Switch to NFC normalisation by default #257

nickjwhite · 2017-11-01T08:27:21Z

Switch from NFKC normalisation to NFC normalisation by default. NFC
normalisation is more appropriate for OCR, as different characters
which may be semantically similar are nevertheless often useful to
capture and output in their original form.

Switch from NFKC normalisation to NFC normalisation by default. NFC normalisation is more appropriate for OCR, as different characters which may be semantically similar are nevertheless often useful to capture and output in their original form.

kba · 2017-12-08T16:10:30Z

Can you elaborate on why NFKC is better suited for OCR than NFC? Can you give example data where NFKC is superior and ideally test data for CI? How will this influence recognition with the widely used en-default and fraktur models?

I'm reluctant to merge this until I fully understand the consequences.

nickjwhite · 2017-12-12T20:33:20Z

Thanks for commenting @kba.

My use case for NFC is to recognise and differentiate long s (ſ) from a short s (s) in old Latin documents. NFKC recognises that they're semantically interchangable, and so changes the long s into a short s, meaning that I can't differentiate them in the OCR output. I realised this as I found that the long s I had in my codec input text wasn't included in the codec debug output, but it also meant that the long s characters in my ground truth were silently changed to short s characters.

It makes sense to me to only normalise down to glyphs that are identical, and not that are deemed by Unicode to be "equivalent", so that other such characters can be differentiated. To use the example above of long and short s, with this patch one could still just transcribe all long s characters in ground truth with a short s if the differentiation wasn't important, the difference is that if it is relevant then the different glyphs can be preserved and correctly represented with an appropriate model.

I can't think of any cases where this could cause a regression in other training qualities, unless I suppose the ground truth files depended on using different unicode characters that would be normalised to the same character when training. I am not expert in non-Latin or Greek scripts, so perhaps that could be an issue, but that would surprise me.

I hope this all makes sense. Do ping me for clarification if I have been too verbose and unclear!

(edited as I got NFKC and NFC the wrong way around in this comment initially - sorry!)

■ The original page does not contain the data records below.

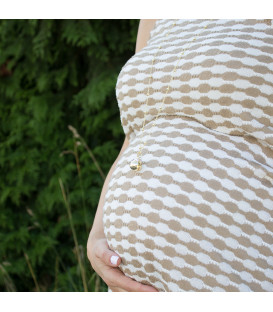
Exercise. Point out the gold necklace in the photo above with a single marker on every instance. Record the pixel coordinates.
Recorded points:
(136, 164)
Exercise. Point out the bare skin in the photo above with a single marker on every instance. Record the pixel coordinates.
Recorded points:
(98, 251)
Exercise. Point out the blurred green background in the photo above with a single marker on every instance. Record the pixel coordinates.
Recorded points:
(60, 133)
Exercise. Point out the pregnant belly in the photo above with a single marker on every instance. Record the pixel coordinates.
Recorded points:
(199, 214)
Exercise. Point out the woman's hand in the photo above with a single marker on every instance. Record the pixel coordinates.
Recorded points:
(100, 256)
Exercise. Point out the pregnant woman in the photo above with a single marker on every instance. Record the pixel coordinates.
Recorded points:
(188, 203)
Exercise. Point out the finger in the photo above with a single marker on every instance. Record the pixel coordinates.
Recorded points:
(119, 279)
(117, 289)
(108, 256)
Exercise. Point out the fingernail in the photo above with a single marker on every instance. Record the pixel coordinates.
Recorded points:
(114, 260)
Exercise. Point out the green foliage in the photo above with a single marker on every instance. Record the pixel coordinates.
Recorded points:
(55, 73)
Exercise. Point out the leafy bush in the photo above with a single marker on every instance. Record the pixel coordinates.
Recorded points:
(55, 74)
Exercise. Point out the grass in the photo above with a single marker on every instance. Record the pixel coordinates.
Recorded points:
(95, 283)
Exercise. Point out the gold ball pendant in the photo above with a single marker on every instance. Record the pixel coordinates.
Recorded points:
(135, 165)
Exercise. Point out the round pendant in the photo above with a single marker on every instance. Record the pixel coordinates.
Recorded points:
(135, 165)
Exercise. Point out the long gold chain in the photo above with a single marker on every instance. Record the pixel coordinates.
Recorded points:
(136, 164)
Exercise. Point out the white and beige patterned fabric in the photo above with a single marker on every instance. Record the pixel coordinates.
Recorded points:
(199, 215)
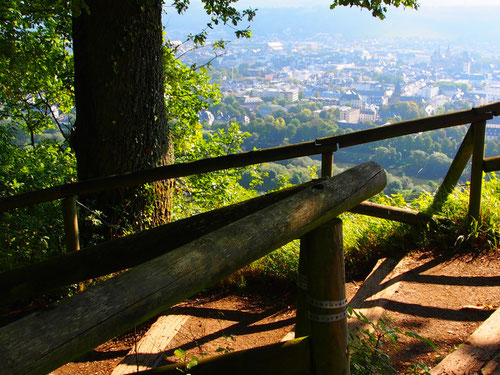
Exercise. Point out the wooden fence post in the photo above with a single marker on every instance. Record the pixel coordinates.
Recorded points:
(302, 326)
(476, 175)
(456, 168)
(71, 235)
(327, 300)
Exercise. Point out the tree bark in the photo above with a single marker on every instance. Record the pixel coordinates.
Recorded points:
(121, 122)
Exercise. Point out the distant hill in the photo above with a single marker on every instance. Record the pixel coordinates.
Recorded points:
(455, 25)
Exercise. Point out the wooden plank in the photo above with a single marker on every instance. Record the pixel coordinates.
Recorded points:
(150, 349)
(162, 173)
(288, 358)
(123, 253)
(491, 164)
(44, 341)
(326, 275)
(476, 174)
(319, 146)
(392, 213)
(455, 172)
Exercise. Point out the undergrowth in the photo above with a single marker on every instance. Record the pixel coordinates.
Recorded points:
(367, 239)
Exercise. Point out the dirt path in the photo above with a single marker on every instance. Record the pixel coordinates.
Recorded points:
(442, 299)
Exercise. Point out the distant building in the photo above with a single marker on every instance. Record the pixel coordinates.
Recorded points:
(290, 94)
(275, 46)
(250, 102)
(352, 98)
(348, 114)
(367, 114)
(206, 117)
(428, 92)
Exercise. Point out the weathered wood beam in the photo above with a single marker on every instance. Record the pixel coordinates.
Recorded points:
(42, 342)
(491, 164)
(163, 173)
(327, 300)
(391, 213)
(455, 171)
(284, 358)
(119, 254)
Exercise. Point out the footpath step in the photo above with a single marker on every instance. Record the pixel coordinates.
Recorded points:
(479, 355)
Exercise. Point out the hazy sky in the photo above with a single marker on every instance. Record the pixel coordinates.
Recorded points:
(308, 3)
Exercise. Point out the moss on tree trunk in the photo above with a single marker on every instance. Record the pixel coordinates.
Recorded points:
(121, 123)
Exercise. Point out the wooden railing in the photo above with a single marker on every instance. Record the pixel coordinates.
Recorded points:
(42, 342)
(82, 323)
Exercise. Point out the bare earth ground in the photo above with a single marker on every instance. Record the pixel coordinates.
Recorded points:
(442, 299)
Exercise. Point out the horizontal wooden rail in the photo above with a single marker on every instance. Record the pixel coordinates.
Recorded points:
(122, 253)
(392, 213)
(319, 146)
(41, 342)
(491, 164)
(163, 173)
(284, 358)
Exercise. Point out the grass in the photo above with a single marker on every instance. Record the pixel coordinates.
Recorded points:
(366, 239)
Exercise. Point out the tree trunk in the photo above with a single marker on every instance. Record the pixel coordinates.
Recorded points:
(121, 123)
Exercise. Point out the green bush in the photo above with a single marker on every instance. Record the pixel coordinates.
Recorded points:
(31, 234)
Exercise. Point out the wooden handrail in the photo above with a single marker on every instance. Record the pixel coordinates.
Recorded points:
(319, 146)
(78, 324)
(491, 164)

nickjwhite · 2017-12-12T21:40:46Z

I just tested all the ground truth that was linked to from the wiki, comparing differences between NFC and NFKC: https://github.com/tmbdev/ocropy/wiki/Models

https://github.com/ChillarAnand/likitham (Telugu): no difference
https://github.com/jze/ocropus-model_fraktur (Fraktur): no difference
https://github.com/jze/ocropus-model_oesterreich-ungarn (German): no difference

https://github.com/zuphilip/ocropy-french-models (French): Only difference is several instances of this:
NFC: …
NFKC: ...

https://github.com/jze/ocropus-model_cyrillic (Cyrillic): 1 instance of a difference
NFC: ¾
NFKC: 3⁄4

https://github.com/isaomatsunami/clstm-Japanese (Japanese): many differences, but all small variants of which these seem representative:
NFC: 膀紛惟賢筋紬鉱確板藪垢ト木撰詠腹蒋〉筋静ぞ⑬端宥罷橿懇培上鋼
NFKC: 膀紛惟賢筋紬鉱確板藪垢ト木撰詠腹蒋〉筋静ぞ13端宥罷橿懇培上鋼

NFC: 盗紺r貧双員急媚牙鳥忠傑勃或架届循諭繁敢想疫別緯容く茶ｂ游髙
NFKC: 盗紺r貧双員急媚牙鳥忠傑勃或架届循諭繁敢想疫別緯容く茶b游髙

NFC: 染し璧ク偏郁承枚莉析蒋呪拡霊繊覚産⓯＋剝匿節￥司借垂彌備貴菊
NFKC: 染し璧ク偏郁承枚莉析蒋呪拡霊繊覚産⓯+剝匿節¥司借垂彌備貴菊

NFC: 仰佛ル祖留器碕膚蛛納准嚥廠㍑抑抜提騙ん禍駐尽陵繭弩未汰責脳商
NFKC: 仰佛ル祖留器碕膚蛛納准嚥廠リットル抑抜提騙ん禍駐尽陵繭弩未汰責脳商

I also checked the text in ocropy's tests/ directory, and there was no difference between NFC and NFKC.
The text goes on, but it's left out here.